Clojure (java) application for parsing the ClinGen Variant Pathogenicity Interpretation msessages in JSON-LD form and transforming it into a ClinVar Variant submission record. The primary benefits are to improve consistency and reduce time to draft a ClinVar Submission Variant sheet. It has features for error checking and warnings, as well as, consistent evidence summary description generation containing the ACMG ISV criterion rules.
This project consists of
- project.clj - Clojure project and build options.
- Source code
- ld.clj - A linked-data utility for providing XPath-like queries agains json-ld input files
- form.clj - A set of ClinVar submssion specific form parsing functions
- core.clj - A set of input/output procedures for orchestrating the transformation
- report.clj - The functions for writing out the output and run report.
- Unit Tests
- Data files
- Example json files - input interpretation data files
- Clinvar Submission Template - A copy of the ClinVar Submission Template spreadsheet on which this version of the application is aligned. Also available at the ClinVar website.
- Developer Documentation
- combineall.sh - an optional script to combine multiple interpretation json files into a single json file.
This project can be downloaded and run using the
lein run command-line tool or it can used to build a stand-alone executable file for distribution. In order to perform either of these steps, you must first install the tool following the instructions in the Install section found at Leiningen.
Command line using 'Lein Run'
To run a conversion using the command-line with the lein run command ...
$ lein run "-o" "<csv output file>" "<json input file>"

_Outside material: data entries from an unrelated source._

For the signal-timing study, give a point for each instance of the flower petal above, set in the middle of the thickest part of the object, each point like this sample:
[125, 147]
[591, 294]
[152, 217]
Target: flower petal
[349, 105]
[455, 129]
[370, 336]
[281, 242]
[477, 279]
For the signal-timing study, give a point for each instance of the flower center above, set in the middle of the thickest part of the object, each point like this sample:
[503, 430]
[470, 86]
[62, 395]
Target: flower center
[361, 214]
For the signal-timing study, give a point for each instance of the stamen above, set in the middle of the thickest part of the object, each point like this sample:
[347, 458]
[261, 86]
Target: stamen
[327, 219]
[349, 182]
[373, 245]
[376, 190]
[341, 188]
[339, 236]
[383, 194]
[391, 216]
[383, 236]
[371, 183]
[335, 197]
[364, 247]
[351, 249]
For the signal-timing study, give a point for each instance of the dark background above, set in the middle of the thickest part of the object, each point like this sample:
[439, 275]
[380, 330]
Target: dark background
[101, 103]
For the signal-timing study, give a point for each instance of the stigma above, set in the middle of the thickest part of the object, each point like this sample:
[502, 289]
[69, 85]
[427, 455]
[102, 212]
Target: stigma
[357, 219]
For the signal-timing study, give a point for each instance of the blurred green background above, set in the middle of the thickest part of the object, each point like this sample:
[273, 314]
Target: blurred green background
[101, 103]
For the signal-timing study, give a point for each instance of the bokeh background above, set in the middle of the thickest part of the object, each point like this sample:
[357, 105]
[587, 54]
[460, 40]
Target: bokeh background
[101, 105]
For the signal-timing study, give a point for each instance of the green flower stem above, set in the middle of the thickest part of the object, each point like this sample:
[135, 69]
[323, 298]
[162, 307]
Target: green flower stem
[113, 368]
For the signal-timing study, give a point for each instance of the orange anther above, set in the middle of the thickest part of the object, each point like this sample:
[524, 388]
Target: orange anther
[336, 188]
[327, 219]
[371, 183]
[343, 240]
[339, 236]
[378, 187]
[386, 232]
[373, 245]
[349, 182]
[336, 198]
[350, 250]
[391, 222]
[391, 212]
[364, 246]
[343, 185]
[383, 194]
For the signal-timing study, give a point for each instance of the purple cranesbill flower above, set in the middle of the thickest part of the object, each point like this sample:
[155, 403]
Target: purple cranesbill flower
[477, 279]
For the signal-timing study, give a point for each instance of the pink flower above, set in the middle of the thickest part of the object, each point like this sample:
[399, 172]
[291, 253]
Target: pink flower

$ lein run "-o" "myoutput.csv" "data/dmwg1.json"
This will output the comma-separated clinvar-submitter records to a file called "myoutput.csv" using the input file found at "data/dmwg1.json".
By default, the output file will not be overwitten. However, if this is desired, use the "-f" like so...
$ lein run "-o" -"f" "myoutput.csv"å "data/dmwg1.json"
Command line using executable jar
NOTE: This approach requires that the executable jar file exists. See Generating Executable Jar below for more information.
To run a conversion using the command-line with the executable jar ...
$ java -jar target/uberjar/clinvar-submitter-0.0.0-SNAPSHOT.jar "-o" "myoutput.csv" "data/dmwg1.json"
Command Line Parameters
"-o" "--output FILENAME" "CSV output filename" : default "clinvar-submitter.csv" "-x" "--jsonld-context URI" "JSON-LD context file URI" :default "http://dataexchange.clinicalgenome.org/interpretatoin/json/sepio_context" "-f" "force-overwrite of output file if it exists" "-b" "--build BUILD" "Genome build alignment, GRCh37 or GRCh38" :default "GRCh37" "-r" "--report FILENAME" "Run-report filename" :default "clinvar-submission-run-report.csv" "-m" "--method METHODNAME" "Assertion-method-name" :default "ACMG Guidelines, 2015" "-c" "--methodc METHODCITATION" "Method Citation" :default "PMID:25741868"
To handle general exceptions, standard clojure exception handling methods are used using try catch block. But in some cases since we don’t want to jump out of our function with an exception, for example when an element of a json file does not exists,this app is returning either an error message, or a value. If there is an error, value is nil and error is a string error message. If no error occurred, the error message is nil.
Generating an Executable Jar.
To build an executable jar, run
$ lein uberjar Compiling clinvar-submitter.core Compiling clinvar-submitter.form Compiling clinvar-submitter.ld Created .../clinvar-submitter/target/uberjar/clinvar-submitter-1.0.0.jar Created .../clinvar-submitter/target/uberjar/clinvar-submitter-1.0.0-standalone.jar
Combining Multiple Input Files into a Single Conversion
The bash script file called combineall.sh is helpful if multiple json files containing single interpretation records need to be combined into a single input file prior to running a conversion. Doing this will output all records at once to a single CSV output file if helpful.
WARNING: this bash script is a draft and as such ...
- presumes all files to be combined live in the same directory and match the pattern dmwg*.json...
- overwrite the hardcoded output filename to be allinput.json
This will take all files in the same directory that match the pattern dmwg*.json and write them to an output file called allinput.json.
Import output to a ClinVar Submitter Form
After generating converted clinvar submitter output take the output file (in the examples above called myoutput.csv) and either copy and past it or import it into the Variant Sheet of of the ClinVarSubmissionTemplate.xlsx file (a snapshot of which may be found in the data folder).
Not supported in this release
- Phenotypes in Condition.
- Does not handle multiple codings in condition.disease.
- No validation of terms used for criteria rules or strength.
- Assumes a two-term space separated value for strength.
- No sorting of summarized met strength codes.
- No support yet for multiple file or directory input.